Darah mulai merembes keluar dari mata, telinga, hidung, dan mulut Lucas.
“Hanya cacing bodoh sepertimu yang berani menyebut dirimu hebat. Aku khawatir kau belum pernah melihat kekuatan sejati. Pemburu lepas nomor satu di Semenanjung Dewa? Gelar ini adalah bentuk ejekan. Kau pikir kau benar-benar menganggapnya serius. Ada cukup banyak ahli di Semenanjung Dewa. Apa yang membuatmu berpikir kau memiliki kemampuan itu?” kata Henry dengan nada menghina.
“Aku pemburu lepas nomor satu di Semenanjung Dewa. Aku Lucas yang Agung,” kata Lucas sambil menggertakkan giginya dan tubuhnya gemetar hebat.
“Sungguh orang yang sombong dan bodoh,” kata Henry sambil mengerutkan bibir.

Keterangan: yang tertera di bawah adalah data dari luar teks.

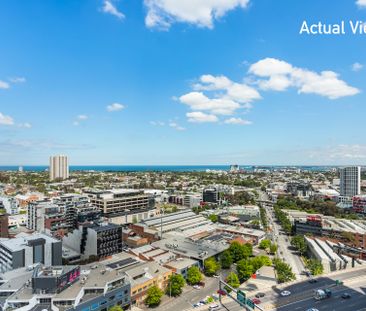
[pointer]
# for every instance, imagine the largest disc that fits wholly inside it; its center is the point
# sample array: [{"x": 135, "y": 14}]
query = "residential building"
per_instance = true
[
  {"x": 59, "y": 167},
  {"x": 65, "y": 288},
  {"x": 28, "y": 249},
  {"x": 350, "y": 181},
  {"x": 4, "y": 225},
  {"x": 123, "y": 205},
  {"x": 210, "y": 195},
  {"x": 95, "y": 239},
  {"x": 142, "y": 275}
]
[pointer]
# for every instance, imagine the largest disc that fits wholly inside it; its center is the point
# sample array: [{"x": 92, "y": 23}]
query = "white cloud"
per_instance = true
[
  {"x": 4, "y": 85},
  {"x": 238, "y": 121},
  {"x": 282, "y": 75},
  {"x": 17, "y": 80},
  {"x": 176, "y": 126},
  {"x": 199, "y": 101},
  {"x": 110, "y": 8},
  {"x": 115, "y": 107},
  {"x": 82, "y": 117},
  {"x": 356, "y": 66},
  {"x": 202, "y": 13},
  {"x": 6, "y": 120},
  {"x": 25, "y": 125},
  {"x": 361, "y": 3},
  {"x": 200, "y": 117},
  {"x": 157, "y": 123}
]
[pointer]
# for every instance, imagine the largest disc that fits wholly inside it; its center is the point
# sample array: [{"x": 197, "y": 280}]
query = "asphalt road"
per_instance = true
[{"x": 301, "y": 297}]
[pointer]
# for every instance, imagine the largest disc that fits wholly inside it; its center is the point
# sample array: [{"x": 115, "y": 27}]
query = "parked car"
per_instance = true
[
  {"x": 214, "y": 307},
  {"x": 285, "y": 293},
  {"x": 346, "y": 296},
  {"x": 256, "y": 301},
  {"x": 260, "y": 295}
]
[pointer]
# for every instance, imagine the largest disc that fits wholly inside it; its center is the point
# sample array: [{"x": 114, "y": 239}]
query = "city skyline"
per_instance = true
[{"x": 155, "y": 83}]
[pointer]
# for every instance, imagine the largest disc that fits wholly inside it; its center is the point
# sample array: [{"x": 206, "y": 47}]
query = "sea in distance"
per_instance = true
[{"x": 164, "y": 168}]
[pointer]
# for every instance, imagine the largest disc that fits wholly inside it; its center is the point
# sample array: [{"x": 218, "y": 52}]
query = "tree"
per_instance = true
[
  {"x": 194, "y": 275},
  {"x": 298, "y": 241},
  {"x": 284, "y": 271},
  {"x": 273, "y": 248},
  {"x": 260, "y": 261},
  {"x": 315, "y": 266},
  {"x": 264, "y": 244},
  {"x": 211, "y": 266},
  {"x": 245, "y": 269},
  {"x": 233, "y": 281},
  {"x": 154, "y": 295},
  {"x": 175, "y": 285},
  {"x": 239, "y": 251},
  {"x": 226, "y": 259}
]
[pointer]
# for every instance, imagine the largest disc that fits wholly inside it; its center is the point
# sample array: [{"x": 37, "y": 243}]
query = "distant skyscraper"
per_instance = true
[
  {"x": 59, "y": 167},
  {"x": 350, "y": 181}
]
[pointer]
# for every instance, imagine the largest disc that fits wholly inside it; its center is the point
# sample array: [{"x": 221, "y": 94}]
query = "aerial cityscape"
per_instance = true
[{"x": 196, "y": 155}]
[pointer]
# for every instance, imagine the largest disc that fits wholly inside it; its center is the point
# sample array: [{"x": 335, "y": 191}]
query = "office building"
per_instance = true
[
  {"x": 350, "y": 181},
  {"x": 4, "y": 225},
  {"x": 96, "y": 240},
  {"x": 65, "y": 288},
  {"x": 210, "y": 195},
  {"x": 27, "y": 249},
  {"x": 59, "y": 167}
]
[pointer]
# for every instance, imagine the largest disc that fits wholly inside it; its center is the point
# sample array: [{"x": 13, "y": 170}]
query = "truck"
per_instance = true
[{"x": 320, "y": 294}]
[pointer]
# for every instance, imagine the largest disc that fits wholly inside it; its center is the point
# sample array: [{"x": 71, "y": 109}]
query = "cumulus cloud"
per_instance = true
[
  {"x": 279, "y": 75},
  {"x": 6, "y": 120},
  {"x": 4, "y": 85},
  {"x": 115, "y": 107},
  {"x": 361, "y": 3},
  {"x": 157, "y": 123},
  {"x": 238, "y": 121},
  {"x": 356, "y": 67},
  {"x": 25, "y": 125},
  {"x": 202, "y": 13},
  {"x": 110, "y": 8},
  {"x": 176, "y": 126},
  {"x": 200, "y": 117},
  {"x": 17, "y": 80}
]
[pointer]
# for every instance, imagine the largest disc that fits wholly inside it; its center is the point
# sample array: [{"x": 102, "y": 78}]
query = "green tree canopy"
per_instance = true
[
  {"x": 194, "y": 275},
  {"x": 239, "y": 251},
  {"x": 154, "y": 295},
  {"x": 264, "y": 244},
  {"x": 233, "y": 281},
  {"x": 226, "y": 259},
  {"x": 298, "y": 241},
  {"x": 175, "y": 285},
  {"x": 245, "y": 269},
  {"x": 211, "y": 266}
]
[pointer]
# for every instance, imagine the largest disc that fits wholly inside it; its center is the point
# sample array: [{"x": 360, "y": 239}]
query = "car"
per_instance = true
[
  {"x": 221, "y": 292},
  {"x": 256, "y": 301},
  {"x": 285, "y": 293},
  {"x": 346, "y": 296},
  {"x": 214, "y": 307}
]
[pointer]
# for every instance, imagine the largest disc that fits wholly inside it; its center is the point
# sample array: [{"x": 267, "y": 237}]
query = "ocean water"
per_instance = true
[{"x": 161, "y": 168}]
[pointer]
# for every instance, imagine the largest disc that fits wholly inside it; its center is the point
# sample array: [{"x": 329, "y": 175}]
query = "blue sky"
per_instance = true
[{"x": 181, "y": 82}]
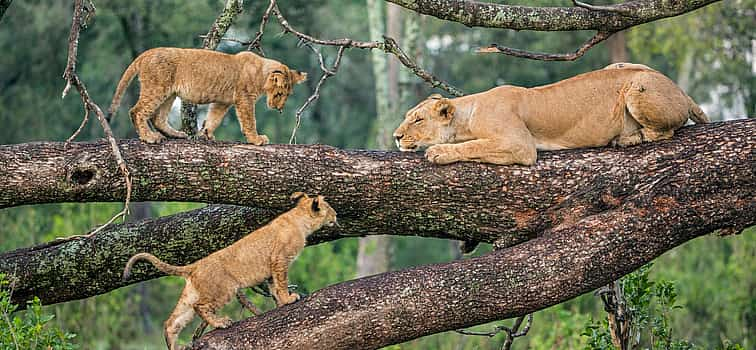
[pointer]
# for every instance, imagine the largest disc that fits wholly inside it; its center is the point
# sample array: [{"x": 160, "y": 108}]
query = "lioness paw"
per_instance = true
[{"x": 440, "y": 154}]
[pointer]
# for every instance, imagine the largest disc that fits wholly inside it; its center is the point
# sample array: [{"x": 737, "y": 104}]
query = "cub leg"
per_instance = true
[
  {"x": 142, "y": 112},
  {"x": 206, "y": 309},
  {"x": 245, "y": 108},
  {"x": 280, "y": 285},
  {"x": 179, "y": 318},
  {"x": 214, "y": 118},
  {"x": 160, "y": 120}
]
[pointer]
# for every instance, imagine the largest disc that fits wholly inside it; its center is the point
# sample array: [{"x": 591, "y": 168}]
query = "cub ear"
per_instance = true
[
  {"x": 297, "y": 77},
  {"x": 297, "y": 196},
  {"x": 445, "y": 109}
]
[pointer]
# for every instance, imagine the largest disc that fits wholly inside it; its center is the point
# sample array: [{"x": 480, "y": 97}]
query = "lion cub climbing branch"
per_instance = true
[
  {"x": 204, "y": 76},
  {"x": 624, "y": 104},
  {"x": 212, "y": 281}
]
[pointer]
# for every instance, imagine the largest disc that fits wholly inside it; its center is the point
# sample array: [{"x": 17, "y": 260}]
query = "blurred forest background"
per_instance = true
[{"x": 709, "y": 52}]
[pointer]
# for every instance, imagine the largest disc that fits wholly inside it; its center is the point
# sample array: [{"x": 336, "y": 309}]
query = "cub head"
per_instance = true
[
  {"x": 317, "y": 207},
  {"x": 426, "y": 124},
  {"x": 279, "y": 84}
]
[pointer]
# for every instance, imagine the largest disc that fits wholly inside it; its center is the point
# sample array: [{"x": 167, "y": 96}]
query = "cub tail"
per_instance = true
[
  {"x": 160, "y": 265},
  {"x": 697, "y": 114},
  {"x": 126, "y": 79}
]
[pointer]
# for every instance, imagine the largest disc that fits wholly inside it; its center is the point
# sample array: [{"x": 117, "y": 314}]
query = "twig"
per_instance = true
[
  {"x": 513, "y": 332},
  {"x": 316, "y": 94},
  {"x": 617, "y": 8},
  {"x": 597, "y": 38},
  {"x": 257, "y": 41},
  {"x": 82, "y": 13}
]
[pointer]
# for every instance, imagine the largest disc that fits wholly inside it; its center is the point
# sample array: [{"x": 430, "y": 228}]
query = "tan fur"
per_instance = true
[
  {"x": 624, "y": 104},
  {"x": 211, "y": 282},
  {"x": 204, "y": 76}
]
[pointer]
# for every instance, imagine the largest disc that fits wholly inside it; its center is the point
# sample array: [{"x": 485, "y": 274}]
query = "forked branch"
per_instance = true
[{"x": 81, "y": 16}]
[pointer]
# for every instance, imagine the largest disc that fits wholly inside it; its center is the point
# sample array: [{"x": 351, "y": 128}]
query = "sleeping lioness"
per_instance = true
[{"x": 624, "y": 104}]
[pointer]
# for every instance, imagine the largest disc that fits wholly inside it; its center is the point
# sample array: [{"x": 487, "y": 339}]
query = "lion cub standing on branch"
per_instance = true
[
  {"x": 204, "y": 76},
  {"x": 624, "y": 104},
  {"x": 267, "y": 252}
]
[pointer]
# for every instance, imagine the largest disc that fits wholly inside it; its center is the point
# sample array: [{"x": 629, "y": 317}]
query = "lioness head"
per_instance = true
[
  {"x": 317, "y": 207},
  {"x": 426, "y": 124},
  {"x": 279, "y": 85}
]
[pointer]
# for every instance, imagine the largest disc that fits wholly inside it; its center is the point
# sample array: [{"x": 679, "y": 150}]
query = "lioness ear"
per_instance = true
[
  {"x": 297, "y": 77},
  {"x": 296, "y": 196},
  {"x": 445, "y": 109}
]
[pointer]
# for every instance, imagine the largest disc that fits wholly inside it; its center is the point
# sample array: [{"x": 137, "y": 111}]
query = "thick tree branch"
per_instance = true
[
  {"x": 567, "y": 261},
  {"x": 374, "y": 193},
  {"x": 491, "y": 15}
]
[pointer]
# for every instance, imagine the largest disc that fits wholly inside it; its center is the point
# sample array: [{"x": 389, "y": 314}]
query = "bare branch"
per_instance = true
[
  {"x": 597, "y": 38},
  {"x": 81, "y": 15}
]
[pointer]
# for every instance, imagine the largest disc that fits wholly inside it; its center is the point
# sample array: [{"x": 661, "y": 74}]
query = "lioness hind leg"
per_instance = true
[
  {"x": 657, "y": 104},
  {"x": 160, "y": 120}
]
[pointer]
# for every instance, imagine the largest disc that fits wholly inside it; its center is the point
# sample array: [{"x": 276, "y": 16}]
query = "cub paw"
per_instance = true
[
  {"x": 258, "y": 140},
  {"x": 153, "y": 139},
  {"x": 206, "y": 135},
  {"x": 439, "y": 154},
  {"x": 225, "y": 322}
]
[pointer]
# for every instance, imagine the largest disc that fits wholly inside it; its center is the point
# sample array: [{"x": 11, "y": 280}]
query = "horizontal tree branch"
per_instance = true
[
  {"x": 374, "y": 193},
  {"x": 491, "y": 15},
  {"x": 565, "y": 262}
]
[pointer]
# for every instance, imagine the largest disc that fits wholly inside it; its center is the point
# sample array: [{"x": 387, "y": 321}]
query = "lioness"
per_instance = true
[
  {"x": 268, "y": 251},
  {"x": 625, "y": 104},
  {"x": 204, "y": 76}
]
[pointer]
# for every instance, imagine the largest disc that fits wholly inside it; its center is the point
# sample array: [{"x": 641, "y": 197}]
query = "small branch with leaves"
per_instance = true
[
  {"x": 511, "y": 332},
  {"x": 82, "y": 13}
]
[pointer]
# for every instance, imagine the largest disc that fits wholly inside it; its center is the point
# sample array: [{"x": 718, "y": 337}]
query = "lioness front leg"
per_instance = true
[
  {"x": 245, "y": 109},
  {"x": 484, "y": 151}
]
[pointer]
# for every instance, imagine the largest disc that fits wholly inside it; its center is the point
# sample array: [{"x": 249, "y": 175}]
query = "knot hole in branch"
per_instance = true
[{"x": 82, "y": 176}]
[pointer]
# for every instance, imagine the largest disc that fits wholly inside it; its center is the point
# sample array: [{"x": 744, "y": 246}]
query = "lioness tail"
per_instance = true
[
  {"x": 126, "y": 79},
  {"x": 696, "y": 113},
  {"x": 160, "y": 265}
]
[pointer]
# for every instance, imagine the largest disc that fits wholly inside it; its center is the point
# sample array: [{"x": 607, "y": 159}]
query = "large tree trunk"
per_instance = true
[{"x": 373, "y": 192}]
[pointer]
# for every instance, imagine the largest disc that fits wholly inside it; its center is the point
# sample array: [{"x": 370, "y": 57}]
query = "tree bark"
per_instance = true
[
  {"x": 491, "y": 15},
  {"x": 565, "y": 262},
  {"x": 373, "y": 192}
]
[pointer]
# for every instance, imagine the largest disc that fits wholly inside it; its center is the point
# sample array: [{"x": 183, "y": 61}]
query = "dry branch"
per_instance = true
[
  {"x": 81, "y": 15},
  {"x": 605, "y": 20},
  {"x": 691, "y": 175}
]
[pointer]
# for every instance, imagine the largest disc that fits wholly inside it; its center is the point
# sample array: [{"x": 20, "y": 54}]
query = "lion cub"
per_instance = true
[
  {"x": 204, "y": 76},
  {"x": 212, "y": 281},
  {"x": 624, "y": 104}
]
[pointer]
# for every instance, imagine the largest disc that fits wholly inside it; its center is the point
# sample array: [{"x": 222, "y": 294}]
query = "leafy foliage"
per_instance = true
[{"x": 33, "y": 329}]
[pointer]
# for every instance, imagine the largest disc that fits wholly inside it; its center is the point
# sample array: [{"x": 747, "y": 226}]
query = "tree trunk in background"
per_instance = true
[
  {"x": 211, "y": 41},
  {"x": 373, "y": 252},
  {"x": 617, "y": 45}
]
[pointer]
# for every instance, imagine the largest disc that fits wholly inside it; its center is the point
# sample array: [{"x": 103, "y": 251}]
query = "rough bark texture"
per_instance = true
[
  {"x": 374, "y": 193},
  {"x": 484, "y": 14},
  {"x": 368, "y": 313}
]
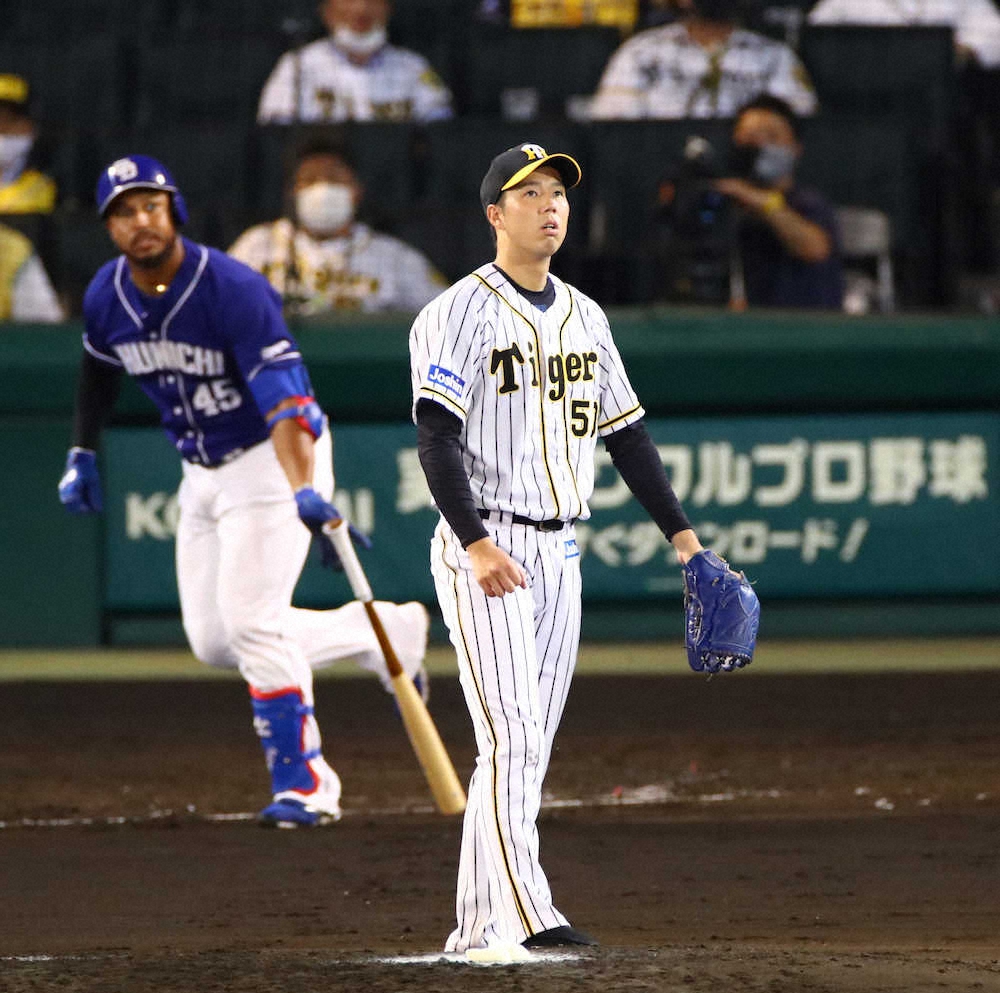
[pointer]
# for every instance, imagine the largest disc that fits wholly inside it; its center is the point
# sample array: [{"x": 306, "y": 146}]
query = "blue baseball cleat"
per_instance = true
[{"x": 294, "y": 814}]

“Aku Lucas yang Agung… Aku pemburu nomor satu di Semenanjung Dewa… Aku Lucas yang tak tergantikan…” Tujuh lubang tubuh Lucas berdarah, tetapi matanya dipenuhi tekad.
“Tidak lebih dari imajinasi tak berarti dari orang rendahan…” Sebelum Henry menyelesaikan kalimatnya, ekspresinya tiba-tiba berubah.
“Aku Lucas yang Agung…” Saat Lucas meraung, kekuatan mengerikan meletus dari tubuhnya. Cahaya keemasan menyembur keluar, menyelimuti tubuhnya seolah-olah dia adalah dewa emas.
Detik berikutnya, peluru parasit yang mengikat tubuh Lucas meledak. Peluru itu terjepit keluar dengan kuat oleh otot-ototnya, dan benang-benang yang menyerupai pembuluh darah terputus sepenuhnya.
Dengan tangan kuatnya memegang kapak raksasa,Dia menebas dengan cahaya ilahi keemasan yang menyilaukan.
Boom!
Rumah besar itu terbelah menjadi dua oleh cahaya ilahi yang dihasilkan oleh kapak raksasa, meninggalkan jurang yang sangat dalam.
Henry berdiri menyamping di tepi jurang, baju besi di dadanya teriris. Otot dadanya terlihat, dan ada luka berdarah di sana.
Wajah Henry sangat pucat, dan masih ada jejak kengerian di wajahnya. Sebagian ujung hidungnya telah teriris dan dia berdarah. Jika bukan karena refleksnya yang cepat, dia pasti sudah mati di bawah cahaya ilahi keemasan yang menakutkan itu.
“Di hadapan Lucas yang Agung, kalian hanyalah cacing yang hanya tahu cara melarikan diri.” Cahaya ilahi keemasan di tubuh Lucas menghilang, dan bayangan seperti dewa itu pun lenyap. Kapak raksasa itu jatuh ke tanah saat dia memegangnya dengan kedua tangan. Dia tetap berdiri mengandalkan tekadnya yang kuat. Namun, dia memandang Henry dengan jijik.
Saat berbicara, dia bahkan mengeluarkan ponselnya dan mengambil foto selfie. Melihat foto itu, dia bergumam pada dirinya sendiri, “Seperti yang diharapkan dari Lucas yang Agung. Dia masih sangat tampan bahkan saat menyingkirkan cacing.”
“Potong anggota tubuh bajingan ini. Aku ingin dia tergeletak di depanku seperti cacing.” Henry sangat marah melihat tatapan mata Lucas. Beraninya dia menatapnya seperti serangga? Itu penghinaan terbesarnya.
Beberapa ahli Epic di samping Henry segera mengepung Lucas. Namun, mereka sangat berhati-hati dan tidak berani langsung menyerang Lucas. Lagipula, serangan Lucas terlalu mengerikan. Rumah besar dan jurang yang terbelah itu sangat mengejutkan.
“Apa yang kau takutkan? Tidakkah kau lihat dia sudah tidak punya kekuatan lagi?” Henry membentak dengan marah.
“Tidak, dia masih punya.” Sebuah suara terdengar dari luar rumah besar itu.